Dans le chapitre premier, le livre fait ressortir les sept éléments indispensables pour suivre la voie du progrès physique et spirituel. Les deux premiers sont les éléments principaux, à savoir : les êtres vivants (jīvas) et les choses non-vivantes (ajīvas). Le troisième et le quatrième éléments concerne l’afflux des karmas dans l’âme (āshrava ) et l’asservissement de celle-ci par eux ( bandha). Les karmas sont une partie des vastes variétés de matières (pudgalas) dans l’univers. Leur asservissement est la cause de nos renaissances, ce cycle des désirs et des chagrins dont nous souhaitons tous nous évader de façon définitive. Le cinquième élément concerne les moyens d’arrêter l’asservissement, appelés : arrêt des karmas (samvara). Le sixième élément, c’est d’éradication de l’asservissement par différents procédés, ce que l’on appelle l’effacement des karmas (nirjarā). Le septième élément, c’est la délivrance de l’âme de l’asservissement de tous les karmas que l’on appelle : la libération (moksha). Ainsi, nous avons les sept éléments qui sont : 1) le vivant, 2) le non-vivant, 3) l’afflux des karmas, 4) leur asservissement, 5) leur arrêt, 6) leur effacement et 7) la libération.

Umāsvāti a fait en sorte de ranger ces éléments dans l’ordre qui convient, en respectant le processus qu’ils impliquent et les principes de la psychologie humaine. Les littératures antérieures comportent des variations d’ordre et numériques. Umāsvāti a systématisé ainsi le Jaïnisme dans une séquence logique.

Le premier aphorisme du chapitre premier est « Samyag darshan jnāna cāritrāni moksha mārgah ». C’est, en somme, le résumé du Jaïnisme. Il signifie que la foi juste, la connaissance juste et la conduite juste sont ensemble, uniquement, la voie de la libération. Les trois aphorismes suivants concernent les sept éléments. Le reste du chapitre dépeint le processus de cognition et donne de détails sur les différentes sortes de connaissances ; ceux sur la conduite juste figurent aux chapitres huit et neuf.
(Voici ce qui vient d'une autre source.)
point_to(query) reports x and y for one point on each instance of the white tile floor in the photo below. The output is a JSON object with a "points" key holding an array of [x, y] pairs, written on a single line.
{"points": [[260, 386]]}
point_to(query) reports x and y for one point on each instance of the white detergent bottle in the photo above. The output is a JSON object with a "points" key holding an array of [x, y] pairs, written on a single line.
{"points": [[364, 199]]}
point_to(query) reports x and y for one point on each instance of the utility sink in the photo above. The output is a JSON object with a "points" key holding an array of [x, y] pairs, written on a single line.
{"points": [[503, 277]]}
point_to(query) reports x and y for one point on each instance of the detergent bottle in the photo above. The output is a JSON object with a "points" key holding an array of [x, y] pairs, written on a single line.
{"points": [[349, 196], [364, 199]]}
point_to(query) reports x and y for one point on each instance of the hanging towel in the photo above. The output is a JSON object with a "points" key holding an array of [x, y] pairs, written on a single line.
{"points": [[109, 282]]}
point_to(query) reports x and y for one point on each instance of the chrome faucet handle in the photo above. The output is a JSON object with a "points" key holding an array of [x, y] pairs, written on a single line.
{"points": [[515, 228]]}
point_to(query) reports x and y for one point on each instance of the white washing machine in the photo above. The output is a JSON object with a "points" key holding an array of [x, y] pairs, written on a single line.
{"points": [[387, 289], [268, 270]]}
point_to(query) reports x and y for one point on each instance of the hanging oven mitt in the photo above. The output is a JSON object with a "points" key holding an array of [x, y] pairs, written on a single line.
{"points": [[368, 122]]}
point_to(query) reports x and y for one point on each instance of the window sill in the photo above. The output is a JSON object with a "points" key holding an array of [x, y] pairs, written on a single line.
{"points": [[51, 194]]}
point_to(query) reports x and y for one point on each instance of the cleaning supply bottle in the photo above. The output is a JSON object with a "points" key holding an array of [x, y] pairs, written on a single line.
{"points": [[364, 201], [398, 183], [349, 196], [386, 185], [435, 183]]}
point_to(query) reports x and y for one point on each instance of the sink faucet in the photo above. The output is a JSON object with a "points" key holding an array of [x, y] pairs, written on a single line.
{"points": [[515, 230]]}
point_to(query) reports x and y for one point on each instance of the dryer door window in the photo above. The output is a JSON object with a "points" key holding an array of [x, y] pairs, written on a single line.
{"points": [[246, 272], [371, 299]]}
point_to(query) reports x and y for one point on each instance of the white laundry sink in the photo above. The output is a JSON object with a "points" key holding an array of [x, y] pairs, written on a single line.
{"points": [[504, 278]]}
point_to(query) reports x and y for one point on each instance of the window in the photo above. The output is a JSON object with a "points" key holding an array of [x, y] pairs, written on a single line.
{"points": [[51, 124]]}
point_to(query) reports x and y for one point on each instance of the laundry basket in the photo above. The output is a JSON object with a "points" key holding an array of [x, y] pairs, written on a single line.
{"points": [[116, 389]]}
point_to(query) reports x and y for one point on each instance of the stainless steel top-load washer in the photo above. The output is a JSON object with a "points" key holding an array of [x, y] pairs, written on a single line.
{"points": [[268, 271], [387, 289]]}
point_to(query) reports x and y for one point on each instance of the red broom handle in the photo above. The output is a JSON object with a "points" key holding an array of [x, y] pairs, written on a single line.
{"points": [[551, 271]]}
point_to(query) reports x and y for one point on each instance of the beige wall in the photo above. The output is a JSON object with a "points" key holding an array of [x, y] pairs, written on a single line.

Le second, le troisième et le quatrième chapitres traitent de l’âme.

Le cinquième chapitre a pour sujet ce qui n’a pas d’âme ou non-âme (ajīva).

Les sixième, septième et huitième chapitres exposent les différentes sortes de karmas, leurs manifestations, leur afflux et leur asservissement.

Le neuvième chapitre concerne l’arrêt et l’effacement des karmas.

Le dixième chapitre porte sur la libération complète de l’âme (moksha).